Noosphere89 comments on Surprising LLM reasoning failures make me think we still need qualitative breakthroughs for AGI

Noosphere89 17 Apr 2025 21:00 UTC
2 points
0
I’d say the main reason memory is useful is as a way to enable longer-term meta-learning, as well as enable the foundation for continuous learning to work out.
From @Seth Herd’s post:
Stateless LLMs/foundation models are already useful. Adding memory to LLMs and LLM-based agents will make them useful in more ways. The effects might range from minor to effectively opening up new areas of capability, particularly for longer time-horizon tasks. Even current memory systems would be enough to raise some of the alignment stability problems I discuss here, once they’re adapted for self-directed or autobiographical memory. I think the question is less whether this will be done, and more how soon and how much they will boost capabilities.

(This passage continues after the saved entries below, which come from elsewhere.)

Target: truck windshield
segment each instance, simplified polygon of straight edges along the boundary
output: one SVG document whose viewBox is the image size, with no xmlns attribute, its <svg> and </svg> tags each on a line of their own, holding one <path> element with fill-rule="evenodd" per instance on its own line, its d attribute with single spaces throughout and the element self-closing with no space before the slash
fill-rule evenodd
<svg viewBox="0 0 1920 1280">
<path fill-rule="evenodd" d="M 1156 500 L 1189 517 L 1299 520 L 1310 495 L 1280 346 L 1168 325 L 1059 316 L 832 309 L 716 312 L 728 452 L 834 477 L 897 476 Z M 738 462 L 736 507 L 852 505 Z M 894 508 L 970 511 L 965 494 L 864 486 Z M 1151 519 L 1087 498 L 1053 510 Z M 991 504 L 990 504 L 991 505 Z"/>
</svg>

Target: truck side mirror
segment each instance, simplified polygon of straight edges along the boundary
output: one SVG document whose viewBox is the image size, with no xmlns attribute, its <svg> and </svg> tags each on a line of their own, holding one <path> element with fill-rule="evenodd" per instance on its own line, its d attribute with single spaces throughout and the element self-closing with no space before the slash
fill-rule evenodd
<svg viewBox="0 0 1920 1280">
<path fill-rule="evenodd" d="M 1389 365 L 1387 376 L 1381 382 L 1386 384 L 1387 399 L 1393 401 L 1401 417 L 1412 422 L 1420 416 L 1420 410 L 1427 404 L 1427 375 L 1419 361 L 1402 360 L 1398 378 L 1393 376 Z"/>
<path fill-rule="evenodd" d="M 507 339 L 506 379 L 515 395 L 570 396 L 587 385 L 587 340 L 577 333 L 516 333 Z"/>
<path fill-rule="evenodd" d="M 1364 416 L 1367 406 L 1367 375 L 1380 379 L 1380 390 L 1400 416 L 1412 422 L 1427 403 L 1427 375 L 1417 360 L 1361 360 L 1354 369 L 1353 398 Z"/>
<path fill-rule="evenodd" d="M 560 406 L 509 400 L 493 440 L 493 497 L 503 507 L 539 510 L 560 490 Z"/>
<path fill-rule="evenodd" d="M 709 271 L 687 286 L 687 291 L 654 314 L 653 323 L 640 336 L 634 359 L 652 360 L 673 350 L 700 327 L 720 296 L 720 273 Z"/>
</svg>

Let’s consider how memory could help agents do useful tasks. A human with lots of knowledge and skills but who can’t learn anything new is a useful intuition pump for the “employability” of agents without new memory mechanisms. (Such “dense anterograde amnesia” is rare because it requires bilateral medial temporal lobe damage while leaving the rest of the brain intact. Two patients occupied most of the clinical literature when I studied it).
Such a “memoryless” person could do simple office tasks by referencing instructions, just like an LLM “agent” can be prompted to perform multi-step tasks. However, almost every task has subtleties and challenges, so can benefit from learning on the job. Even data entry benefits from recognizing common errors and edge cases. More complex tasks usually benefit more from learning. For our memoryless human or an LLM, we could try giving better, more detailed instructions to cover subtleties and edge cases. Current agent work takes this route, whether by prompting or by hand-creating fine-tuning datasets, and it is reportedly just as maddening as supervising a memoryless human would be.

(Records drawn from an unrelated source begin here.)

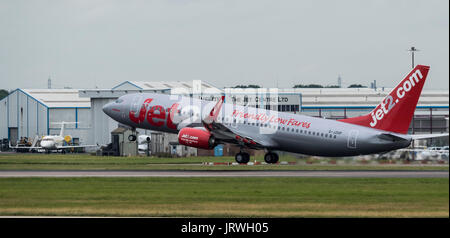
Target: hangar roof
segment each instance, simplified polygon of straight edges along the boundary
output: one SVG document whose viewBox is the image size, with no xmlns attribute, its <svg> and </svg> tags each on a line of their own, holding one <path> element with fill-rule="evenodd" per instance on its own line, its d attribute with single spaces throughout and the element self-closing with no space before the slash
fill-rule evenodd
<svg viewBox="0 0 450 238">
<path fill-rule="evenodd" d="M 200 80 L 193 80 L 193 81 L 174 81 L 174 82 L 167 82 L 167 81 L 125 81 L 115 87 L 113 87 L 113 90 L 125 90 L 125 89 L 141 89 L 141 90 L 172 90 L 172 91 L 183 91 L 187 90 L 191 92 L 194 89 L 194 85 L 201 85 L 202 92 L 207 93 L 221 93 L 222 90 L 219 88 L 214 87 L 213 85 Z"/>
<path fill-rule="evenodd" d="M 234 93 L 269 92 L 268 89 L 233 89 Z M 225 89 L 228 92 L 228 89 Z M 392 88 L 287 88 L 278 89 L 279 94 L 301 94 L 303 107 L 373 107 L 386 97 Z M 448 90 L 424 89 L 418 106 L 449 105 Z"/>
<path fill-rule="evenodd" d="M 50 108 L 91 107 L 89 98 L 81 98 L 79 89 L 19 89 Z"/>
</svg>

A standard human worker would learn many subtleties of their task over time. They would notice (if they cared) themes for common errors and edge cases. A little human guidance (“watch that these two fields aren’t reversed”) would go a long way. This would make teaching agents new variations in their tasks, or new tasks, vastly easier. We’ll consider barriers to agents directing their own learning below.

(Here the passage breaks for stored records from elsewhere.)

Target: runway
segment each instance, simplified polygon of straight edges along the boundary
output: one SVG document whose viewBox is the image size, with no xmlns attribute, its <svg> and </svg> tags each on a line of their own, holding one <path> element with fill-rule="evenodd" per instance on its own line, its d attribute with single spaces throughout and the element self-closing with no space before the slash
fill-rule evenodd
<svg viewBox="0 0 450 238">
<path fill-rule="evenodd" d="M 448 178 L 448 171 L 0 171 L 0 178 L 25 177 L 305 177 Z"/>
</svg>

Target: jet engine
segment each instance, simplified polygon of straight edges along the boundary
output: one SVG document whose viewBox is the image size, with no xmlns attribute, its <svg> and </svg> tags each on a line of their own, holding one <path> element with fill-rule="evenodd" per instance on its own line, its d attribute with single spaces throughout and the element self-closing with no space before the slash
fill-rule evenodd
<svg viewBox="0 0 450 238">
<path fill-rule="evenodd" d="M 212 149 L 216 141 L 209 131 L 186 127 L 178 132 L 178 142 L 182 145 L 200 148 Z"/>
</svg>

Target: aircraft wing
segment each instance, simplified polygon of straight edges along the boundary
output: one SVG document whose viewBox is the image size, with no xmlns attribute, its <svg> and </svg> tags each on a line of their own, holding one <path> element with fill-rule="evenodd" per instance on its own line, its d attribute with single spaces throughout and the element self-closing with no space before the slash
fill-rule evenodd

Runtime compute scaling creates another reason to add continuous learning mechanisms (“memory” in common parlance) to LLM agents. If an LLM can “figure out” something important for its assigned task, you don’t want to pay that compute and time cost every time, nor take the chance it won’t figure it out again.
Use of agents as companions or assistants would also benefit from memory, in which even limited systems for user’s preferences and prior interactions would be economically valuable.
Longer-term tasks benefit from memory in another way. Humans rely heavily on long-term one-shot memory (“episodic memory”) for organizing large tasks and their many subtasks. There are often dependencies between subtasks. LLM agents can perform surprisingly and increasingly well in their current mode of proceeding largely from start to finish and just getting everything right with little planning or checking, using only their context window for memory.
But it is possible that the tasks included in METR’s report of exponential progress in task length are effectively selected for not needing much memory. And long task progress may be hampered by models’ inability to remember which subtasks they’ve completed, and by memory limitations on effective context length (e.g.). Whether or not this is the case, it seems pretty likely that some long time-horizon tasks would benefit from more memory capabilities of different types.
Even if additional memory systems would be useful for LLM agents, one might think they would take years and breakthroughs to develop.
Or @gwern’s comment here:
https://www.lesswrong.com/posts/deesrjitvXM4xYGZd/?commentId=hSkQG2N8rkKXosLEF
- Jonas Hallgren 18 Apr 2025 6:39 UTC
  1 point
  0
  Parent
  Yeah, I agree with that and I still feel there’s something missing from that discussion?
  Like, there’s some degree that to have good planning capacity you want to have good world model to plan over in the future. You then want to assign relative probabilities to your action policies working out well. To do this having a clear self-environment boundary is quite key, so yes memory enables in-context learning but I do not believe that will be the largest addition, I think the fact that memory allows for more learning about self-environment boundaries is a more important part?
  There’s stuff in RL, Active Inference and Michael levin’s work I can point to for this but it is rather like a bunch of information spread out over many different papers so it is hard to give something definitive on it.